Наверное, нет лучшего места для упокоения, чем это утешное, торжественное, неоспоримое кладбище. Но нам, остро сведённым тесным сиротским братством, невольно и несправедливо подумалось: «Почему? За что?»
На обратном пути мы помедлили возле отеля «Монтрё-Палас». Праздничная чуждая сутолока не иссякла: швейцары и грумы распахивали дверцы лимузинов, отводили их на место, уносили багаж, на мгновение открывали зонты над нарядными посетителями, дамы, ступая на ковёр, придерживали шляпы и шлейфы. Нам отель показался необитаемо пустынным, громоздко ненужным.

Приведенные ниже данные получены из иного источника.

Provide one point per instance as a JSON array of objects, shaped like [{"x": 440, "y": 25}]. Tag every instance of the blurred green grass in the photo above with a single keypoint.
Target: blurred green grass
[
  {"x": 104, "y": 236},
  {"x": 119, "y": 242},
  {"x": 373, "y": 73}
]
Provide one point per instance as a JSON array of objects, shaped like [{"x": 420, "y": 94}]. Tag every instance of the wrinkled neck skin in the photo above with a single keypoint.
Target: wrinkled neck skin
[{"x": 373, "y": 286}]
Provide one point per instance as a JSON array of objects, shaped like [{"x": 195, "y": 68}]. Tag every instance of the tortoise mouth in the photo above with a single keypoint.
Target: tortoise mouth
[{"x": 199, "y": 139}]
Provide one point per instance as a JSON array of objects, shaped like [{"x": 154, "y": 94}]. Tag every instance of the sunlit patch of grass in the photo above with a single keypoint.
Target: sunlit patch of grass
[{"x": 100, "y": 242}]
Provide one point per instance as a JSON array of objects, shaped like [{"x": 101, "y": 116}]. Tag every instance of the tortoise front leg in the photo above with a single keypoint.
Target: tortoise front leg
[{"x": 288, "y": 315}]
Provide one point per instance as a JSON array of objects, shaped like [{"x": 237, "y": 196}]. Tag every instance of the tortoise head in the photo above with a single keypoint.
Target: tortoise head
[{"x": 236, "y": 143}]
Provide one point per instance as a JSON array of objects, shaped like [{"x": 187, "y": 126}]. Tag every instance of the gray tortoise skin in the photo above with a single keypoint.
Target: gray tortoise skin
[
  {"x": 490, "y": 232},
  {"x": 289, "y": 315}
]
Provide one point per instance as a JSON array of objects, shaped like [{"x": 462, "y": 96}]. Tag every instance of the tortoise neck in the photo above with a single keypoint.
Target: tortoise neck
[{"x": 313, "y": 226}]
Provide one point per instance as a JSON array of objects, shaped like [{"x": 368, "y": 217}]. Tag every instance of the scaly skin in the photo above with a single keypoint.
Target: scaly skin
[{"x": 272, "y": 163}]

Тогда, в 1977 году, наше путешествие вызвало нескончаемые расспросы, толки и пересуды. Все наши впечатления превысила и на долгое время остановила весть о смерти Владимира Владимировича Набокова, настигшая и постигшая нас вскоре после возвращения. Пределы этой разрушительной вести и сейчас трудно преступить.
Дом на Большой Морской давно опекаем, жива спасённая Выра, книги Набокова можно взять на прилавке и в библиотеке, но, напоследок согбенно склоняясь над многодневными и многонощными страницами, я помышляю о чём-то большем и высшем, имеющем быть и длиться. Так или иначе, всё это соотнесено с названием вольного изложения значительной части моей жизни.
О Марине Цветаевой
Выступление в Литературном музее
Перед тем как будет то, что будет, чему должно быть, я должна сказать несколько слов, естественно, вежливой и пылкой благодарности некоторым людям.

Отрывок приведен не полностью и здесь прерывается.